The topic was discussed in a paper “Dynamic nuclear polarization by photoexcited-triplet electron spins in polycrystalline samples” by K. Takeda, K. Takegoshi, and T. Terao. I am going to give some supplementary on how the calculation can be done.

In a spin-1 system, the spin operator $S_x, S_y, S_z$ and the rotation operator are easy to calculate.

The zero-field splitting Hamiltonian in the ordinary basis of $S_z$ is

$\displaystyle H_{zfs} = \begin{pmatrix} D/3 & 0 & E \\ 0 & -2D/3 & 0 \\ E & 0 & D/3 \end{pmatrix}$

The eigen vectors in the paper are

$\displaystyle \left|X\right> = \frac{1}{\sqrt{2}}( \left|-\right> - \left|+\right> )$

$\displaystyle \left|Y\right> = \frac{i}{\sqrt{2}}( \left|-\right> + \left|+\right> )$

$\displaystyle \left|Z\right> = \left|0\right>$

with eigen values $X = D/3 -E$, $Y = D/3 +E$, and $Z = -2D/3$. The convention that the $\left| Y \right>$ has an imaginary number $i$ is not necessary. In the paper, there are typos on the eigen values.

In other way, the zero-field splitting Hamiltonian can be diagonalized into

$\displaystyle H_{zfs} = P\cdot H_{XYZ} \cdot P^{-1}$

$\displaystyle H_{XYZ} = \begin{pmatrix} X & 0 & 0 \\ 0 & Y & 0 \\ 0 & 0 & Z \end{pmatrix}$

$\displaystyle P = \frac{1}{\sqrt{2}} \begin{pmatrix} -1 & i & 0 \\ 0 & 0 & \sqrt{2} \\ 1 & i & 0 \end{pmatrix}$

where $P$ is the transformation changing from ordinary basis to eigen basis.

Given that the population of the eigen basis is $w = ( w_X, w_Y, w_Z)$, the density matrix is

$\displaystyle \rho_{XYZ} = \sum_{i = X, Y, Z} \left| i \right>\left< i \right| w_i$

The corresponding population in ordinary basis is the diagonal elements of

$\rho = P \cdot \rho_{XYZ} \cdot P^{-1}$

In the paper, it gives $w = (0.76, 0.16, 0.08)$. In order to get the population when the molecule X-axis is aligned with the Z-axis Lab frame, the $\rho$ has to be rotated by 90 degree, and we have the population $w' = ( 0.12, 0.76, 0.12)$.

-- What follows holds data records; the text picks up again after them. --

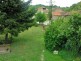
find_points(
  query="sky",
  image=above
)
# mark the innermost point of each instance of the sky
(61, 3)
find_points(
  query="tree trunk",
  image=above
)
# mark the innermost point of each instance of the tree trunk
(6, 38)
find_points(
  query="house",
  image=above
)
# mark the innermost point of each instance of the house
(57, 12)
(43, 10)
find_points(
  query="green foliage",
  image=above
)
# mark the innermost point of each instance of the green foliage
(64, 33)
(55, 35)
(40, 17)
(15, 16)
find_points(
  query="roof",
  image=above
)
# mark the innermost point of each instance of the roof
(60, 13)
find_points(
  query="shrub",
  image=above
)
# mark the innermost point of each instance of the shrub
(64, 33)
(55, 36)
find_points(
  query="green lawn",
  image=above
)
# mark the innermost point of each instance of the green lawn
(29, 46)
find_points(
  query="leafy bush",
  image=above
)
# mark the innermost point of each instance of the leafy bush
(55, 37)
(64, 33)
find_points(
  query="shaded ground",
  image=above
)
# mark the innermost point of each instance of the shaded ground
(29, 46)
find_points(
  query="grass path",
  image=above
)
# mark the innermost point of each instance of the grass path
(29, 46)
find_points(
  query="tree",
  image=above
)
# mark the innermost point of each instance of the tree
(40, 17)
(15, 17)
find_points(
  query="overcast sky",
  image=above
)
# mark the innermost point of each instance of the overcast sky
(62, 3)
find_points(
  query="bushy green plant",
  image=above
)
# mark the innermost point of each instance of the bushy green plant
(55, 37)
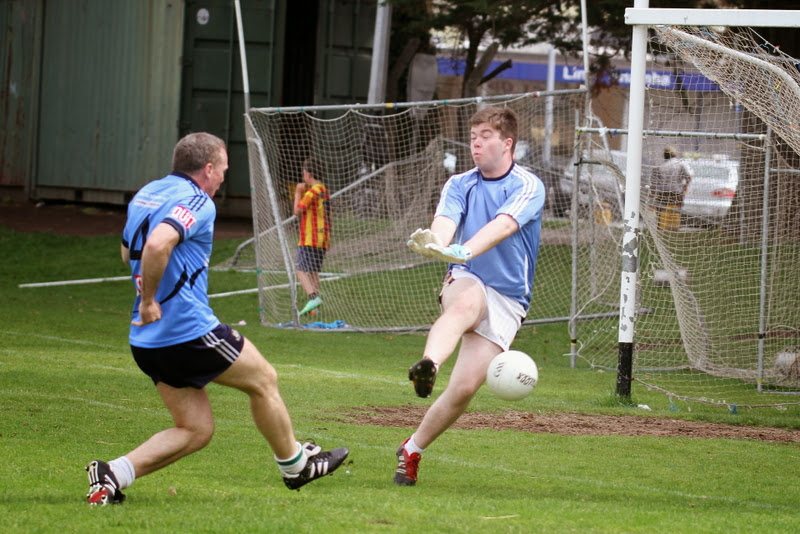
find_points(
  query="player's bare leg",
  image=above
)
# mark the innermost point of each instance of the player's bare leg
(469, 373)
(253, 375)
(194, 426)
(463, 307)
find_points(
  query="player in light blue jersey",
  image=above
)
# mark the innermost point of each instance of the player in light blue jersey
(177, 340)
(486, 226)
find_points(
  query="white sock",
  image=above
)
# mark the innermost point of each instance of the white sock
(295, 464)
(411, 446)
(123, 470)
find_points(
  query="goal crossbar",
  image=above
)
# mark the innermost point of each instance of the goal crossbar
(770, 18)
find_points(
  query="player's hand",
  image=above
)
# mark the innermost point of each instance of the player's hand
(148, 313)
(420, 238)
(451, 254)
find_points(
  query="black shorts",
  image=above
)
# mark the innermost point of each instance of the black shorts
(194, 363)
(309, 259)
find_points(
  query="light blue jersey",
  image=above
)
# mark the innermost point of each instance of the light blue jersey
(183, 291)
(472, 201)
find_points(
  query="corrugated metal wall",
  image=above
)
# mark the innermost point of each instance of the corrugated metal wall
(96, 92)
(19, 88)
(213, 92)
(110, 91)
(345, 47)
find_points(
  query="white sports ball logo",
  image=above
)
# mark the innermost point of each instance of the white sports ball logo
(512, 375)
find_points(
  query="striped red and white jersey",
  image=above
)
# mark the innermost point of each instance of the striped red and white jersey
(315, 221)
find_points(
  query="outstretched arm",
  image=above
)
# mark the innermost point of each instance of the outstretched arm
(155, 256)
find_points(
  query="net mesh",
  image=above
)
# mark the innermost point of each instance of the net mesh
(385, 172)
(718, 315)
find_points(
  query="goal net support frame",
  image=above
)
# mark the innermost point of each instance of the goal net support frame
(642, 18)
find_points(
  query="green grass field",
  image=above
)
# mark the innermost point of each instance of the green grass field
(70, 392)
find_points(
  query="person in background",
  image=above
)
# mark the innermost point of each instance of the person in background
(493, 216)
(177, 340)
(312, 206)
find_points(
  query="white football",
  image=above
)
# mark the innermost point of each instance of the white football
(512, 375)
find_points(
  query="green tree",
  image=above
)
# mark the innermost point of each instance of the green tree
(496, 24)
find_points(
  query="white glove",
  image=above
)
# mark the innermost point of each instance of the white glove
(451, 254)
(420, 238)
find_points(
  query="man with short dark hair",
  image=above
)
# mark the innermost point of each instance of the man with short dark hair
(177, 340)
(668, 185)
(493, 215)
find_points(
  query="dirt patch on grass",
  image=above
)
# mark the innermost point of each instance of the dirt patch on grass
(573, 424)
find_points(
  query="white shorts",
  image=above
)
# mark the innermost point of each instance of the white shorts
(504, 315)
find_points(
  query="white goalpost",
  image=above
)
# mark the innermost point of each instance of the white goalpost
(730, 304)
(697, 300)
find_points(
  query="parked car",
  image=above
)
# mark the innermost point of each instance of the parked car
(708, 198)
(711, 190)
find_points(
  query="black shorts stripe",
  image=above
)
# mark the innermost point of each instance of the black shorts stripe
(194, 363)
(221, 346)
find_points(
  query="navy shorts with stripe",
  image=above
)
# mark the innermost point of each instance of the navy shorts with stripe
(309, 259)
(194, 363)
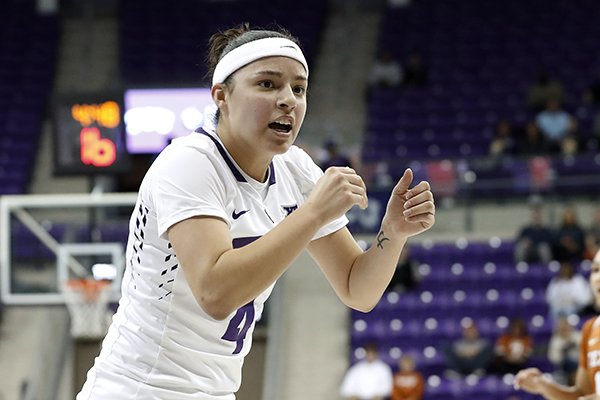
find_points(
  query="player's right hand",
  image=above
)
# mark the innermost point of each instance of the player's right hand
(529, 379)
(336, 192)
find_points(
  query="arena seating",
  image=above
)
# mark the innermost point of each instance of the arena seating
(165, 43)
(28, 47)
(481, 57)
(460, 280)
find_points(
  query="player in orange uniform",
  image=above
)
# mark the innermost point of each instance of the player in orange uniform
(587, 380)
(409, 383)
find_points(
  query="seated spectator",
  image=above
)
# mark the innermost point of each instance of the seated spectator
(592, 236)
(369, 379)
(544, 89)
(568, 293)
(513, 349)
(470, 354)
(503, 142)
(531, 142)
(386, 72)
(415, 71)
(406, 276)
(409, 383)
(563, 351)
(334, 157)
(558, 127)
(570, 238)
(534, 241)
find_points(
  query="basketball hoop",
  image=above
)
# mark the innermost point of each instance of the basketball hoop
(87, 301)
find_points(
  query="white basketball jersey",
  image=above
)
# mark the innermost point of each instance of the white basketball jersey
(161, 344)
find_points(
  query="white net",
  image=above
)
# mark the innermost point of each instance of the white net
(87, 302)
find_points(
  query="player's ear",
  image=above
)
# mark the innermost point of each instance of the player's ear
(218, 94)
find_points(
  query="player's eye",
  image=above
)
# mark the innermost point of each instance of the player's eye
(266, 84)
(299, 90)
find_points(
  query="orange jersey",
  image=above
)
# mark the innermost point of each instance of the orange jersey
(514, 347)
(408, 386)
(589, 357)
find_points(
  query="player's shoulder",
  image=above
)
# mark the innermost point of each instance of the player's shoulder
(296, 159)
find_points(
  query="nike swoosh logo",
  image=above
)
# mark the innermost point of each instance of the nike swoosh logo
(235, 215)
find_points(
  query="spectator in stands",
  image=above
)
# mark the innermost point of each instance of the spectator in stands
(567, 293)
(544, 89)
(513, 349)
(368, 379)
(535, 239)
(558, 127)
(592, 236)
(531, 142)
(570, 238)
(470, 354)
(334, 157)
(563, 351)
(592, 97)
(406, 276)
(532, 380)
(503, 142)
(386, 72)
(409, 383)
(415, 71)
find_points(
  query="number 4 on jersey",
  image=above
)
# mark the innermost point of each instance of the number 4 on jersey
(239, 325)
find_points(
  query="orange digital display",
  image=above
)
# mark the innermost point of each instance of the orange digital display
(90, 135)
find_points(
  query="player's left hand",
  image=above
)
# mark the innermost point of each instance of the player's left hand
(410, 211)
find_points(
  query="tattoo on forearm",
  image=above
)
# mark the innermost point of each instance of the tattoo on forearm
(380, 239)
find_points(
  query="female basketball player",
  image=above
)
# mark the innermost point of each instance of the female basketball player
(587, 379)
(220, 216)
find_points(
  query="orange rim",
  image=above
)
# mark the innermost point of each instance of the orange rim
(90, 288)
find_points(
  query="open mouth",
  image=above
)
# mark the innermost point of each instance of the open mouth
(280, 127)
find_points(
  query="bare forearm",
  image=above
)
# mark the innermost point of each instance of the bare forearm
(372, 271)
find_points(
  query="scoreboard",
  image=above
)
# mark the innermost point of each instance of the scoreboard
(89, 135)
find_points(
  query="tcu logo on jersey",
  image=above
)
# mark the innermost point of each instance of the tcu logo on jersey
(290, 209)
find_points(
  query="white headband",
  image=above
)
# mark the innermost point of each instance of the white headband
(252, 51)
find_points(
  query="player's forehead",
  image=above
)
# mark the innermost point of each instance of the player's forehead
(275, 66)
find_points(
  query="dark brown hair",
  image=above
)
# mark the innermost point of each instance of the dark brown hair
(223, 42)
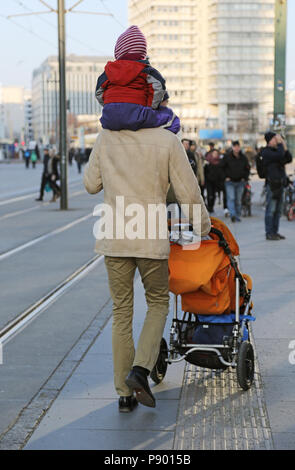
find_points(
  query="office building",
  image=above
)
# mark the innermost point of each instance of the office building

The Zeeman Hamiltonian is $H_B = \omega S_Z$, where $\omega = \gamma_e B \hbar$. In the paper, the author fix the crystal and rotating the external magnetic field. To express the $H_B$ into eigen basis. We simply apply a transformation as the density matrix. But first we need to rotate the magnetic field. The rotation is simple, as the direction of the magnetic field is $(\theta, \phi)$. Thus, the Zeeman Hamiltonian is $H_B = \omega \hat{n} \cdot \vec{S}$.

The transformation is

$H_{B_XYZ} = P^{-1} \cdot H_B \cdot P$

again, the total Hamiltonian is difference from the author.

$\displaystyle H = \begin{pmatrix} X & -i \omega cos(\theta) & i \omega cos(\phi) sin(\theta) \\ i \omega cos(\theta) & Y & -i\omega sin(\phi) sin(\theta) \\ -i\omega cos(\phi) sin(\theta) & i \omega sin(\phi) sin(\theta) & Z \end{pmatrix}$

The difference is because the normal vector $\hat{n} = ( sin(\phi) sin(\theta), cos(\phi) sin(\theta), cos(\theta) )$ is used in the paper.

After that, the calculation for the power sample is the same.

Instead of using integration, we can generated the power using isotropic distribution. I generated 10k molecule, the result of 9.65 GHz microwave is

where the y axis is the magnetic field in Tesla. The result is similar to the paper. I think that their calculation somehow changed the eigen value, so that the eigen vectors were matching with the eigen energy. And the notation of the normal vector and the constant factor of the eigen vectors does not matter.